Deborah Levy - Hot Milk


Rating: 3/5

Review:
A bit of a struggle



This is  the first of Deborah Levy's books I have read.  I can see that it is very well written and I can also see that it is exploring important human themes of alienation, identity, the relationship between mother and daughter and so on.  In spite of all that, though, I found it hard going in the end.

The whole book has a dreamlike, almost hallucinatory quality about it.  It is narrated in the first person by Sophie, who has taken her mother to a clinic in Almeria to try to cure her mysterious illnesses.  Sophie is an intelligent, thoughtful observer who has degrees in anthropology, but whose stultifying relationship with her mother (among other things) means that she has never put these skills to full use.  Rather as we did in Tom McCarthy's Satin Island, we have a detached, almost alienated anthropologist as narrator and, like her, we're often unsure of what is really going on. 

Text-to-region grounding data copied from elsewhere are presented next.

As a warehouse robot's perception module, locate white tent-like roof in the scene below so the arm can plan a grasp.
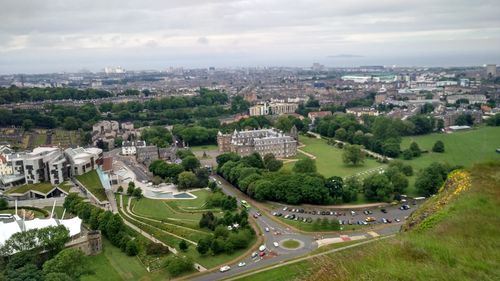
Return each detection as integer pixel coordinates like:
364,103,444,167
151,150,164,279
0,221,22,245
0,217,82,246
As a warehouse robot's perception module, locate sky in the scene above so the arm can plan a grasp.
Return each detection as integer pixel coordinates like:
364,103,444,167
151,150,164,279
1,0,500,74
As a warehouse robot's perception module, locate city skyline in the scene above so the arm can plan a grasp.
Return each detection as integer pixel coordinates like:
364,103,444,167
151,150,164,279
1,0,500,74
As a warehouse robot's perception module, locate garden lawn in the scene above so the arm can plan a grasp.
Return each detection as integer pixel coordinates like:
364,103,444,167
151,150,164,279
189,144,218,152
166,189,214,211
5,182,54,194
291,135,385,178
76,170,107,202
401,126,500,171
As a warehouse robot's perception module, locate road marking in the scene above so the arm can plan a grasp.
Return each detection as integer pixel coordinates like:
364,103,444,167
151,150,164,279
367,231,380,237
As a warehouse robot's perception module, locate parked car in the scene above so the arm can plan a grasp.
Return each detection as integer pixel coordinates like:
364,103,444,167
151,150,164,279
395,218,401,222
251,252,258,258
220,266,231,272
273,242,279,247
381,208,387,213
238,262,246,267
365,217,376,222
265,227,270,232
259,251,266,257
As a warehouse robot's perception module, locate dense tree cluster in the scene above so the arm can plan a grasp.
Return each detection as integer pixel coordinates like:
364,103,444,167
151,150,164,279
149,150,208,189
217,152,333,205
0,86,113,104
164,256,194,277
173,125,218,146
205,190,238,211
486,113,500,126
361,161,412,202
315,114,439,158
415,162,457,196
63,193,141,256
0,225,70,257
141,127,173,147
197,210,254,256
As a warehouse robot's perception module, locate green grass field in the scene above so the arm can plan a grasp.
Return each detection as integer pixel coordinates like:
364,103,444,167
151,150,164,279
401,126,500,196
283,136,385,178
401,126,500,171
237,162,500,281
76,170,107,201
82,239,169,281
189,144,218,152
5,182,54,194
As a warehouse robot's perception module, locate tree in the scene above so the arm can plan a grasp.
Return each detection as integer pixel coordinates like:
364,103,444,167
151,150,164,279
124,239,139,256
179,240,189,252
343,176,361,203
293,158,317,173
363,174,393,202
197,237,212,255
177,171,198,190
116,186,123,193
5,263,43,281
181,156,201,171
0,197,7,209
415,162,450,196
325,176,344,199
386,170,408,194
44,273,73,281
208,181,217,192
42,248,88,279
62,116,80,130
275,116,293,132
22,119,34,131
127,183,135,196
335,128,348,141
342,144,365,165
165,256,194,277
402,149,413,160
436,119,445,131
132,187,143,199
432,140,445,153
409,142,421,157
455,114,474,126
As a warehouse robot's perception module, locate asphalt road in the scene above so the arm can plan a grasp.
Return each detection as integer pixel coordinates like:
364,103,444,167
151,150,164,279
193,176,409,281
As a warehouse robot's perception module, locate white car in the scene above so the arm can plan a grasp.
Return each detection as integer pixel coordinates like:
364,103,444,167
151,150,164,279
238,262,246,267
265,227,270,232
219,265,231,272
273,242,279,247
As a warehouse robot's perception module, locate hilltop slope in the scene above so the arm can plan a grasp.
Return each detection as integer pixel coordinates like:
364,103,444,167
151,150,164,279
297,162,500,281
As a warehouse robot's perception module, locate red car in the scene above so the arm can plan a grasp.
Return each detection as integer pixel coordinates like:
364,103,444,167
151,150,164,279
259,251,266,257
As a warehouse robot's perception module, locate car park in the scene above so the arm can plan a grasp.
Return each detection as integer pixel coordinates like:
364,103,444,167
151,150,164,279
220,266,231,272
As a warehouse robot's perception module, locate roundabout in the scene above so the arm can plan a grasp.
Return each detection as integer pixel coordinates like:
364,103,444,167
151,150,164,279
280,239,303,250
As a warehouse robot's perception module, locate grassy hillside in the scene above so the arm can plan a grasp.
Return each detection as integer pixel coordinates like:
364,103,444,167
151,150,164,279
401,126,500,171
237,161,500,281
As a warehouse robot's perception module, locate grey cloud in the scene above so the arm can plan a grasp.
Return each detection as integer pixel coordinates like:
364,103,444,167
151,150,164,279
0,0,499,73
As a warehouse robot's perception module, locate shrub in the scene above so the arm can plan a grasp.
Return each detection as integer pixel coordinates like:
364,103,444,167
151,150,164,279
432,140,445,153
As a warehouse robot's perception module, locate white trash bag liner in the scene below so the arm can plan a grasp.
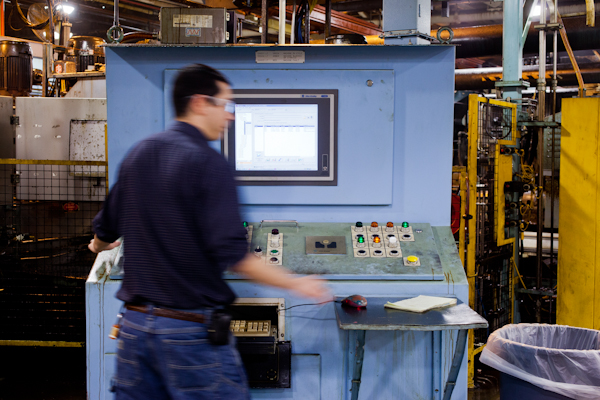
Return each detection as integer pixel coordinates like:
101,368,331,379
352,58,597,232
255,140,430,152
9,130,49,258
480,324,600,400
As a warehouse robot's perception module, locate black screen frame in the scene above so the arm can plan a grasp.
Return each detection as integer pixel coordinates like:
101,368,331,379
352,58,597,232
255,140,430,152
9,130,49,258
222,89,338,186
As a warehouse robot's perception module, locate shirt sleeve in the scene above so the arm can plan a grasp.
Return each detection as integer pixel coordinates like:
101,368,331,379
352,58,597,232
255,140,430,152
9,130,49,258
93,180,122,243
191,153,248,272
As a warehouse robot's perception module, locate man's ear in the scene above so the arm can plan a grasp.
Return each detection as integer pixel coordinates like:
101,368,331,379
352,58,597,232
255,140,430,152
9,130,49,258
187,95,208,116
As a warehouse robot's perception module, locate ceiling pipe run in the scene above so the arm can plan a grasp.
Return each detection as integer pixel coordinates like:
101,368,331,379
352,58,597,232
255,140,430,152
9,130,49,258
455,63,600,90
451,16,600,58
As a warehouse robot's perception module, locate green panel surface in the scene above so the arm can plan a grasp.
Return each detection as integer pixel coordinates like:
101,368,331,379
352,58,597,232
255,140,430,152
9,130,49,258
237,223,445,281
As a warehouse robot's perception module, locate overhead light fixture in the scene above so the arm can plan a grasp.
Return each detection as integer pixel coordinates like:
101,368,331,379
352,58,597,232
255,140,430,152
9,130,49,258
57,4,75,14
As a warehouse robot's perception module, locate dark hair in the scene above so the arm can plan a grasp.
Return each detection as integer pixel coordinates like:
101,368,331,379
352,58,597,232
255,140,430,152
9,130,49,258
172,64,231,117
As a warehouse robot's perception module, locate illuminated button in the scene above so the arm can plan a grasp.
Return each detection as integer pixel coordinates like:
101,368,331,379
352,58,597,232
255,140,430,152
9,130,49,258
357,235,365,243
373,236,381,243
406,255,419,265
388,236,398,247
271,229,279,235
386,222,394,228
270,257,278,264
370,221,379,233
356,222,363,228
270,249,279,255
401,221,410,233
243,221,248,228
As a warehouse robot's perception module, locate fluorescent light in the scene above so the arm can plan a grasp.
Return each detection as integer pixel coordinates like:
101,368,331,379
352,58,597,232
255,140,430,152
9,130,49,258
54,31,60,40
530,5,541,16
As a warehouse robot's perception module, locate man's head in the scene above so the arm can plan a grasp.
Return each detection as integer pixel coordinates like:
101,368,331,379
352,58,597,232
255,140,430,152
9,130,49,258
173,64,235,140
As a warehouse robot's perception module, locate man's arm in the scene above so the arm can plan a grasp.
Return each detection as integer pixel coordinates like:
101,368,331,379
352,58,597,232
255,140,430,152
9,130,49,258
88,234,121,253
230,253,331,301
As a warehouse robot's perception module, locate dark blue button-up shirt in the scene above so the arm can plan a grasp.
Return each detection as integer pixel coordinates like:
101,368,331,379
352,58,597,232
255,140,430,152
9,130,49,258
93,121,247,309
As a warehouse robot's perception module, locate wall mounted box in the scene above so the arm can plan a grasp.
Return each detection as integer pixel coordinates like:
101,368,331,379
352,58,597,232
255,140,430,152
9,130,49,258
159,8,228,44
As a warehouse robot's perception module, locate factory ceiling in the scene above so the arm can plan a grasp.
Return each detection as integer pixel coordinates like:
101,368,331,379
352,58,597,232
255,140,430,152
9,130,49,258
3,0,599,90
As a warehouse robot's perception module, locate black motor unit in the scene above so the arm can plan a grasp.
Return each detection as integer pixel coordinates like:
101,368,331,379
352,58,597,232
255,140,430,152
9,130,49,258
0,40,32,97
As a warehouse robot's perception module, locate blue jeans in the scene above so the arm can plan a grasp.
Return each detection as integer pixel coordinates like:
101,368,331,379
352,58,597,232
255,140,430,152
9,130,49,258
113,306,250,400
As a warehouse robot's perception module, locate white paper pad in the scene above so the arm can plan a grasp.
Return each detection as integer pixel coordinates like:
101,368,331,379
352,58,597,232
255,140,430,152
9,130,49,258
384,295,457,313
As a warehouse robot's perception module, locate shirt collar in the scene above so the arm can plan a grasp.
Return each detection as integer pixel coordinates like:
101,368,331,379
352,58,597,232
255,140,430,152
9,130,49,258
169,120,210,146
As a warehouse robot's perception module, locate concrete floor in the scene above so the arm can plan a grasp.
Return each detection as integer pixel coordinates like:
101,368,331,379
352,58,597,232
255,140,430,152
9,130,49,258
0,346,500,400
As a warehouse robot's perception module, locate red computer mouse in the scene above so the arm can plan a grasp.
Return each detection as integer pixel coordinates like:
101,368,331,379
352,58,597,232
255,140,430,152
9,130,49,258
342,295,367,308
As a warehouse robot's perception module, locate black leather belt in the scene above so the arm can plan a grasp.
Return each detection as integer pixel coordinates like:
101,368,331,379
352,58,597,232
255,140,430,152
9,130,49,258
125,304,205,323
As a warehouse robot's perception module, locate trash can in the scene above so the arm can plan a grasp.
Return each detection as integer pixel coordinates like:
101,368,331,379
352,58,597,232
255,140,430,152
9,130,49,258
480,324,600,400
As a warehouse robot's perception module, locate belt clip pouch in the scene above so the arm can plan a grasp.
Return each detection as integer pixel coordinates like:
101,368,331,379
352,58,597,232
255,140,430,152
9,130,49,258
208,309,231,346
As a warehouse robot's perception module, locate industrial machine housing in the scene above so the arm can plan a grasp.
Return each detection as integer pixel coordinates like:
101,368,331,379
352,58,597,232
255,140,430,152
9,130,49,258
86,43,472,400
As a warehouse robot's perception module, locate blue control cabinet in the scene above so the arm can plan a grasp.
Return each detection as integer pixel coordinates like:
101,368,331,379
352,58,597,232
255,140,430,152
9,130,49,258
86,44,469,400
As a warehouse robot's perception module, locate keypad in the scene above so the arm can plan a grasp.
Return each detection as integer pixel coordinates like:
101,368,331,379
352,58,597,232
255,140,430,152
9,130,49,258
230,320,272,337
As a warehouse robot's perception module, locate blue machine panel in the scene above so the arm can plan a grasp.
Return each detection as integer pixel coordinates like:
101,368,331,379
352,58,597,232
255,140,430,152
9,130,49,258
88,44,467,400
104,45,454,226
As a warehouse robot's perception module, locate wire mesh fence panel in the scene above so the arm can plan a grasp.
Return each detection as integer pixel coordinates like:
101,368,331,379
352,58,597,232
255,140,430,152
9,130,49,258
473,101,514,346
0,160,106,344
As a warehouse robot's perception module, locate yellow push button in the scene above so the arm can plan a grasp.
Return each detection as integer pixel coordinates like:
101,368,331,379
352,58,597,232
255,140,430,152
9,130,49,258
407,255,419,264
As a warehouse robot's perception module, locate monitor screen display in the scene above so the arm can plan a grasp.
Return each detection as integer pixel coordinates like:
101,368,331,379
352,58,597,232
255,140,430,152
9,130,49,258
223,89,337,185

It was well enough done to keep me rather gripped by the atmosphere for about half its length, but I'm afraid after that I really began to get a bit fed up.  It's better than Satin Island (which I thoroughly disliked), but does suffer from some similar problems for me.  I don't insist on likeable characters or a strong plot and I'm happy to wrestle with a difficult narrative and to be left guessing at things.  However, at some point, I do need a little something to hold onto, and being left grasping at symbols, elusive ideas and atmosphere almost throughout, I really felt pretty lost.  It certainly has a powerfully haunting, stifling feel about it, and Sophie (and her mother) are convincing and memorable characters, but as a novel…hmm.

I suspect that quite a few people will like this more than I do, and I wouldn't be surprised to see this on the shortlists of some major awards this year (particularly after Satin Island made the 2015 Booker shortlist) because it is so well written.  It does have undoubted merits, but I can't honestly recommend it as a rewarding book.